When constructing an investment portfolio, the main starting point is to establish a client’s attitude to investment risk and capacity for loss. In this scenario, David and Fiona Mackay have very different attitudes to investment risk. David prefers a more defensive, income-orientated approach and is concerned about capital protection from inflation. Fiona is a more entrepreneurially-minded risk taker. To accommodate these two investment objectives I decided to use a “core and satellite” approach.
Roughly 50 per cent of the portfolio is held in the “core”, which is made up of cash, absolute return funds, strategic bond and UK and US tracker funds. The absolute return funds aim to produce positive returns in any market conditions and add an important degree of downside protection to the portfolio. This was beneficial during the volatility we experienced in global equity markets in October. Downside protection is necessary for clients like David who wish to take a defensive approach, as it is human nature to feel the pain of a 10 per cent loss more than the joy of a 10 per cent gain.

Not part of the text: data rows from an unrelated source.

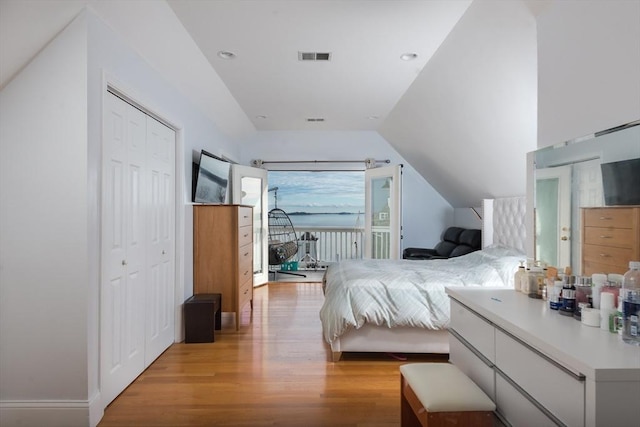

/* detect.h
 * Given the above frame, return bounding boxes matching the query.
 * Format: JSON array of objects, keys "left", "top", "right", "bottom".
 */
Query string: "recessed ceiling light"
[
  {"left": 217, "top": 51, "right": 236, "bottom": 60},
  {"left": 400, "top": 53, "right": 418, "bottom": 61},
  {"left": 367, "top": 115, "right": 379, "bottom": 120},
  {"left": 255, "top": 115, "right": 267, "bottom": 119}
]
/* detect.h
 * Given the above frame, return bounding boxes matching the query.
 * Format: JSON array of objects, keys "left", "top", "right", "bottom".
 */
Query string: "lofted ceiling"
[
  {"left": 1, "top": 0, "right": 539, "bottom": 209},
  {"left": 167, "top": 0, "right": 472, "bottom": 131}
]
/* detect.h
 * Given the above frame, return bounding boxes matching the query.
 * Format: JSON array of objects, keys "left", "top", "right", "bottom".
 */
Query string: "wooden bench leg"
[{"left": 401, "top": 375, "right": 425, "bottom": 427}]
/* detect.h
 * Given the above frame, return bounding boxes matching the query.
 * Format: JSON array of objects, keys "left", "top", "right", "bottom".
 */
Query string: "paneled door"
[
  {"left": 365, "top": 164, "right": 402, "bottom": 259},
  {"left": 232, "top": 164, "right": 268, "bottom": 286},
  {"left": 101, "top": 91, "right": 175, "bottom": 406},
  {"left": 144, "top": 116, "right": 175, "bottom": 364}
]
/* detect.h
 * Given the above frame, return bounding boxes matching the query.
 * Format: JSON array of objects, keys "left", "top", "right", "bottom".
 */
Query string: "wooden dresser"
[
  {"left": 193, "top": 204, "right": 253, "bottom": 330},
  {"left": 581, "top": 206, "right": 640, "bottom": 276}
]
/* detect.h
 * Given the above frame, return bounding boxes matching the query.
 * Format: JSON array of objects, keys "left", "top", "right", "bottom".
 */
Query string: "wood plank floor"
[{"left": 98, "top": 282, "right": 448, "bottom": 427}]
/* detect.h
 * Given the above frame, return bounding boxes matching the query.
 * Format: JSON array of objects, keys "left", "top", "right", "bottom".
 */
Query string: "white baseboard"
[{"left": 1, "top": 392, "right": 103, "bottom": 427}]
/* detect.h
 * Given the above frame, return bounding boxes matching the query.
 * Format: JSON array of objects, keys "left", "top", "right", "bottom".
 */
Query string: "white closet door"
[
  {"left": 145, "top": 116, "right": 175, "bottom": 364},
  {"left": 101, "top": 92, "right": 147, "bottom": 406},
  {"left": 101, "top": 92, "right": 176, "bottom": 406}
]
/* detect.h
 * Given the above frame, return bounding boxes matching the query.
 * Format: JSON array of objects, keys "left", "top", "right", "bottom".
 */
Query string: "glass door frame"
[
  {"left": 364, "top": 164, "right": 402, "bottom": 259},
  {"left": 535, "top": 165, "right": 571, "bottom": 268},
  {"left": 231, "top": 164, "right": 269, "bottom": 286}
]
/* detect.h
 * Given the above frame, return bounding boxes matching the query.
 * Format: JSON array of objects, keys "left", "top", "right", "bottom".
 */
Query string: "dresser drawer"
[
  {"left": 449, "top": 333, "right": 495, "bottom": 401},
  {"left": 238, "top": 230, "right": 253, "bottom": 255},
  {"left": 238, "top": 206, "right": 253, "bottom": 227},
  {"left": 583, "top": 208, "right": 634, "bottom": 228},
  {"left": 239, "top": 277, "right": 253, "bottom": 307},
  {"left": 238, "top": 248, "right": 253, "bottom": 284},
  {"left": 583, "top": 260, "right": 630, "bottom": 276},
  {"left": 450, "top": 299, "right": 495, "bottom": 362},
  {"left": 495, "top": 372, "right": 556, "bottom": 427},
  {"left": 583, "top": 226, "right": 635, "bottom": 249},
  {"left": 582, "top": 243, "right": 633, "bottom": 269},
  {"left": 495, "top": 330, "right": 584, "bottom": 426}
]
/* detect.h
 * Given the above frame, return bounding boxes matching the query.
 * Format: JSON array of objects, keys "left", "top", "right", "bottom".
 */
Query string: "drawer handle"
[
  {"left": 599, "top": 235, "right": 612, "bottom": 239},
  {"left": 599, "top": 253, "right": 611, "bottom": 257},
  {"left": 599, "top": 216, "right": 613, "bottom": 220},
  {"left": 244, "top": 288, "right": 249, "bottom": 295},
  {"left": 244, "top": 271, "right": 249, "bottom": 276},
  {"left": 244, "top": 234, "right": 249, "bottom": 238},
  {"left": 244, "top": 252, "right": 249, "bottom": 257}
]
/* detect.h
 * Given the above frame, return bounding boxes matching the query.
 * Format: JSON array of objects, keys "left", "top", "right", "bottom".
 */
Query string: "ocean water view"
[{"left": 287, "top": 212, "right": 363, "bottom": 229}]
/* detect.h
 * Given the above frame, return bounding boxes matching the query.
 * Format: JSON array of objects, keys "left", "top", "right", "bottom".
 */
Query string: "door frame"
[
  {"left": 365, "top": 164, "right": 403, "bottom": 259},
  {"left": 535, "top": 165, "right": 572, "bottom": 268},
  {"left": 100, "top": 74, "right": 184, "bottom": 400},
  {"left": 231, "top": 164, "right": 269, "bottom": 286}
]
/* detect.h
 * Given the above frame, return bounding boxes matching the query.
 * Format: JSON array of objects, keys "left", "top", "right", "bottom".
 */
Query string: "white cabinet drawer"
[
  {"left": 450, "top": 299, "right": 495, "bottom": 362},
  {"left": 495, "top": 373, "right": 557, "bottom": 427},
  {"left": 495, "top": 330, "right": 585, "bottom": 426},
  {"left": 449, "top": 333, "right": 495, "bottom": 401}
]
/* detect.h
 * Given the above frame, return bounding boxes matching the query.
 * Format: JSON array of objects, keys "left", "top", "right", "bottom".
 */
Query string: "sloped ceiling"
[
  {"left": 1, "top": 0, "right": 539, "bottom": 208},
  {"left": 167, "top": 0, "right": 472, "bottom": 131},
  {"left": 379, "top": 0, "right": 538, "bottom": 207}
]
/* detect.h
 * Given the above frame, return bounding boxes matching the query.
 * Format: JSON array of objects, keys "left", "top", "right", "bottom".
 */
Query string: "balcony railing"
[
  {"left": 295, "top": 226, "right": 364, "bottom": 264},
  {"left": 293, "top": 226, "right": 391, "bottom": 265}
]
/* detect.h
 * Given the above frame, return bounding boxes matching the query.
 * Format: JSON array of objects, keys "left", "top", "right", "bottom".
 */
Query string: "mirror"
[{"left": 533, "top": 120, "right": 640, "bottom": 274}]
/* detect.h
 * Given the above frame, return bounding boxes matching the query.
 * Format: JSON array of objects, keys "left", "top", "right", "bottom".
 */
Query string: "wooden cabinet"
[
  {"left": 581, "top": 206, "right": 640, "bottom": 275},
  {"left": 194, "top": 204, "right": 253, "bottom": 330}
]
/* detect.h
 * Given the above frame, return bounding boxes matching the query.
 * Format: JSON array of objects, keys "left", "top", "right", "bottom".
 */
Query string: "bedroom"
[{"left": 1, "top": 0, "right": 639, "bottom": 426}]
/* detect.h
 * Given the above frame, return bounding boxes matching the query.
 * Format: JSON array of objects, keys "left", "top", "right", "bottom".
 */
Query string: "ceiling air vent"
[
  {"left": 306, "top": 118, "right": 325, "bottom": 122},
  {"left": 298, "top": 52, "right": 332, "bottom": 61}
]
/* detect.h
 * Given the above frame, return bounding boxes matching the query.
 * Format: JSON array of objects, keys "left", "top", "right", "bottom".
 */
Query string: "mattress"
[{"left": 319, "top": 245, "right": 524, "bottom": 344}]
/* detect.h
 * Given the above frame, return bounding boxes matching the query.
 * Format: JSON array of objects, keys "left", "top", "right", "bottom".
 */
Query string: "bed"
[{"left": 320, "top": 196, "right": 527, "bottom": 362}]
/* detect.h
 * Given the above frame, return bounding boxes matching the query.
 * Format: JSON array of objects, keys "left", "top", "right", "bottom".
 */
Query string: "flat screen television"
[
  {"left": 192, "top": 150, "right": 231, "bottom": 204},
  {"left": 601, "top": 158, "right": 640, "bottom": 206}
]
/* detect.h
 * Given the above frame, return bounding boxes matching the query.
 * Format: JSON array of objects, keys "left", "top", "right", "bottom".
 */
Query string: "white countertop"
[{"left": 445, "top": 287, "right": 640, "bottom": 381}]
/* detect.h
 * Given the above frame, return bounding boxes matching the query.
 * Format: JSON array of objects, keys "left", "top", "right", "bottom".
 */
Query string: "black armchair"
[{"left": 403, "top": 227, "right": 481, "bottom": 260}]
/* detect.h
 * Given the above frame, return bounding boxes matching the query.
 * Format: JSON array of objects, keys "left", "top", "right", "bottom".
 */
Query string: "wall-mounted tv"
[
  {"left": 601, "top": 158, "right": 640, "bottom": 206},
  {"left": 192, "top": 150, "right": 231, "bottom": 204}
]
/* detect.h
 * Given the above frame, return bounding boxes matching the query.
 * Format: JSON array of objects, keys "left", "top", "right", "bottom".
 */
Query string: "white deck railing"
[
  {"left": 293, "top": 226, "right": 392, "bottom": 265},
  {"left": 295, "top": 226, "right": 364, "bottom": 264}
]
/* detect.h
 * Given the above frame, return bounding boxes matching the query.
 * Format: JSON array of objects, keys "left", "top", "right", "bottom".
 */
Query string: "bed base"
[{"left": 329, "top": 324, "right": 449, "bottom": 362}]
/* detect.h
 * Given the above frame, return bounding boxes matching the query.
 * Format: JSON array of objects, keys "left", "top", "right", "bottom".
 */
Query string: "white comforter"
[{"left": 319, "top": 245, "right": 523, "bottom": 344}]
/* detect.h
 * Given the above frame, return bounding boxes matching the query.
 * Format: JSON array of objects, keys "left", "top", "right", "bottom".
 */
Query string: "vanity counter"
[{"left": 446, "top": 287, "right": 640, "bottom": 427}]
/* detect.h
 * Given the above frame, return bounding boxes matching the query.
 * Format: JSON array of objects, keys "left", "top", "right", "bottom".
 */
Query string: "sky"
[{"left": 268, "top": 171, "right": 365, "bottom": 214}]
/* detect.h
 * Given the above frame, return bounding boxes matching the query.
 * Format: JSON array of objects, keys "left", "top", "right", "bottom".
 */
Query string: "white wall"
[
  {"left": 0, "top": 12, "right": 90, "bottom": 426},
  {"left": 379, "top": 0, "right": 537, "bottom": 208},
  {"left": 241, "top": 131, "right": 454, "bottom": 250},
  {"left": 537, "top": 0, "right": 640, "bottom": 146},
  {"left": 0, "top": 5, "right": 253, "bottom": 426}
]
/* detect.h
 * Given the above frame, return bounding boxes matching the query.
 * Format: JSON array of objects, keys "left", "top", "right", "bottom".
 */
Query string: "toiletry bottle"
[
  {"left": 591, "top": 273, "right": 607, "bottom": 309},
  {"left": 621, "top": 261, "right": 640, "bottom": 346},
  {"left": 549, "top": 280, "right": 563, "bottom": 310},
  {"left": 559, "top": 275, "right": 576, "bottom": 316},
  {"left": 521, "top": 267, "right": 531, "bottom": 294},
  {"left": 514, "top": 261, "right": 525, "bottom": 292},
  {"left": 527, "top": 266, "right": 543, "bottom": 299}
]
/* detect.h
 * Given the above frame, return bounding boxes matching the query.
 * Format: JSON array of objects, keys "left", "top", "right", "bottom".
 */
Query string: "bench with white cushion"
[{"left": 400, "top": 363, "right": 496, "bottom": 427}]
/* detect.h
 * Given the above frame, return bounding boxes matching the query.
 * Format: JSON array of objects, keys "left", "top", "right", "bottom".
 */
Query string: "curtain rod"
[
  {"left": 251, "top": 158, "right": 391, "bottom": 168},
  {"left": 255, "top": 159, "right": 390, "bottom": 164}
]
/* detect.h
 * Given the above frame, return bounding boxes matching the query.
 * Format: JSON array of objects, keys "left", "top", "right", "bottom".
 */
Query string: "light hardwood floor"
[{"left": 98, "top": 282, "right": 447, "bottom": 427}]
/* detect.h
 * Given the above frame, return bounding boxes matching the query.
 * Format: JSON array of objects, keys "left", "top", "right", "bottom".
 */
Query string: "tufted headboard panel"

I have also used tracker funds within the core which represent the largest holding of the total portfolio, circa 20 per cent. Exposure to the US and UK markets through tracker funds works well and given the ongoing charge of the L&G tracker funds is only 0.1 per cent, this helps to keep the overall cost of the portfolio down.
The “satellite” element consists of global equities and property exposure through both unit trusts and investment trusts. This is the more adventurous element of the portfolio, and over the past two months the top performing investments have been Rathbone Global Opportunities, Scottish Mortgage Investment Trust and Great Portland Estates.
It is important when managing an investment portfolio to look at a client’s time horizon for investment and focus on the longer term outlook and not be caught up in short term changes.
In terms of changes to the underlying investments within the portfolio, I will review my US holding and cash holding in the New Year. The satellite element of the portfolio is the area I may reposition depending on market conditions.
However, whether we see a Santa rally towards the end of the year and the FTSE-100 breaking 7,000 points, or we experience further volatility in markets, I believe my portfolio is well positioned to deal with either scenario.
I prefer to use a multi-asset/ multi-disciplined approach and blend together passive, actively managed and investment trusts in order to access the world’s markets at a competitive cost. The fixed platform cost from Alliance Trust Savings Limited allows me to keep the total ongoing cost of this investment (including my ongoing adviser charge) to less than 1.4 per cent per annum.
Research has demonstrated that over the longer term, risk and reward are inextricably linked and that equities have delivered the best long-term returns when compared with other asset classes such as cash, fixed interest and property. However, it has not been a smooth ride, volatility is a fact of life in today’s fast-moving financial markets – it is therefore vital that a client’s risk tolerance is fully discussed, along with their investment timeframe prior to determining an appropriate strategy. It is also important to monitor investments on an ongoing basis to ensure the investments continue to meet the client’s risk profile, needs and objectives.